First of all, thank you so much for your thorough reply! You hit the nail on the head with the SWI command. And judging from that same line of code, it looks like the compression is LZ77 as Jorpho mentioned. This is a screenshot I took

Spoiler:
(https://imgur.com/8C0KoJT.png)

I'm assuming the code in that area is all focused on decompressing graphics (and text) data. What I'm confused by, is how to deduce where the text (and graphical) data is with this.

One other thing I should note is that when I check the Map and Tile viewer, I don't see any dialogue text. However, when I view the OAM viewer I am able to find the text. From what I understand, OAM controls sprites and is in the 07000000 area. Would it therefore be safe to assume that the text is near where the sprite data is, or am I misunderstanding something?
Title: Re: How to find compressed text in a ROM
Post by: FAST6191 on May 19, 2021, 07:45:08 pm
Hmm. Most text is on the BG layers, though OAM can be useful for small and highly animated things.


If it is SWI 11h then chances are it is text -- 11h means WRAM rather than V(ideo)RAM. It is not impossible that the thing copies from the ROM to WRAM and then decompresses and goes to VRAM but most likely not. Indeed when it executes (if you have no$gba debug then you probably want a break on execute, others might do run to line or something similar) then whatever is in R0 should be the source location.
Anyway if you have the call it inherently includes a source and destination (you presumably mostly caring about the source but destination is also good stuff if you want to compare to figure something out)

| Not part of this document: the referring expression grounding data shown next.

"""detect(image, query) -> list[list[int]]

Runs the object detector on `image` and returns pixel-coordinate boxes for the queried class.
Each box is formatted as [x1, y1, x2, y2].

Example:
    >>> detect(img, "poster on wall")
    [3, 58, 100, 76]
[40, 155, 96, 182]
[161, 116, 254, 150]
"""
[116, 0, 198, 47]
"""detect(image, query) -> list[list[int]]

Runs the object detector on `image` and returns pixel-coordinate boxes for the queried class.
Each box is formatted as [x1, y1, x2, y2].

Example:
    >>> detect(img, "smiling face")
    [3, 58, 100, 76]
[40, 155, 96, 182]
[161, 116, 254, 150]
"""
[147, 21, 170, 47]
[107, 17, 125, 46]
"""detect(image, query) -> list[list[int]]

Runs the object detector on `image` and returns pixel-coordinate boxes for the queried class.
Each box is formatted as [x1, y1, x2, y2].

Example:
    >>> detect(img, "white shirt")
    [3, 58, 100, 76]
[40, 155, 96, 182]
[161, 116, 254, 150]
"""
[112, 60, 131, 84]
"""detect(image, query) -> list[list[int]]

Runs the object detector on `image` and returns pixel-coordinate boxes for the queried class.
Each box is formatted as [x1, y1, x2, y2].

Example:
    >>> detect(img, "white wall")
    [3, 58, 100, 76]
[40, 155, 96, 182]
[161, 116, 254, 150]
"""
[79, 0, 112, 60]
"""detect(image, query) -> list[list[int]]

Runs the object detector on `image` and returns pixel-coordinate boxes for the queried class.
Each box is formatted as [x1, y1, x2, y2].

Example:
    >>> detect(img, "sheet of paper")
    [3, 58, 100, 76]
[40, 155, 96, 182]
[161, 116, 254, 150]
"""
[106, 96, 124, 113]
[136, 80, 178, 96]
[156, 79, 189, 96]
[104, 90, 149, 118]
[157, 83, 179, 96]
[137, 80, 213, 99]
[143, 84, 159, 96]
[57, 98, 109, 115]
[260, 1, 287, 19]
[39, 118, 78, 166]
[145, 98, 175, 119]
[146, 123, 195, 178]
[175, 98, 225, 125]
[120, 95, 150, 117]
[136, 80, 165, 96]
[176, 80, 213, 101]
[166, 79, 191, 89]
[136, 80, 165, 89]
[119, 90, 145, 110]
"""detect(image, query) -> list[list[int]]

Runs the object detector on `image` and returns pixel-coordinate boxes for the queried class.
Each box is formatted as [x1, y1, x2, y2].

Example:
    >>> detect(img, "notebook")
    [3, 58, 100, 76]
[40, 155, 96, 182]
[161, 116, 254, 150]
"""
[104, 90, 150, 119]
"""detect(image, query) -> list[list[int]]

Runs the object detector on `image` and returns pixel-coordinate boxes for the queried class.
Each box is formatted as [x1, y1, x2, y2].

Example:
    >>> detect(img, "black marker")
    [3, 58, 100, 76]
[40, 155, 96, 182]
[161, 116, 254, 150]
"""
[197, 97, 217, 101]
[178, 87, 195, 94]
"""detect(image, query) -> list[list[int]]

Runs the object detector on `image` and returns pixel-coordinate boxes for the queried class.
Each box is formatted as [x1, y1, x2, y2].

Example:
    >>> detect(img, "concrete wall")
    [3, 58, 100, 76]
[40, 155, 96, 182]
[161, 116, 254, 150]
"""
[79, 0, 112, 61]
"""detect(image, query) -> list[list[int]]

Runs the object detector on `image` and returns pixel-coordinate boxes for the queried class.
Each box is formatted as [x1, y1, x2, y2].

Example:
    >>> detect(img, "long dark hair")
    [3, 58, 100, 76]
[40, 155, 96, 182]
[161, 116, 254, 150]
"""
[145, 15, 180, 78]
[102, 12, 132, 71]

Some OAM stuff is found in the 07?????? range ( http://problemkaputt.de/gbatek.htm#lcdobjoverview http://www.coranac.com/tonc/text/regobj.htm#sec-oam though for the latter might want to go from graphics in general) but that is merely the control of where it is (screen location, colours used in some modes, flipped...)
Title: Re: How to find compressed text in a ROM
Post by: Jorpho on May 19, 2021, 08:43:15 pm
First question: are you quite sure no one has done work on this game before?
Before you go tearing your hair out, have you at least tried to contact whoever made https://www.romhacking.net/translations/2248/ ?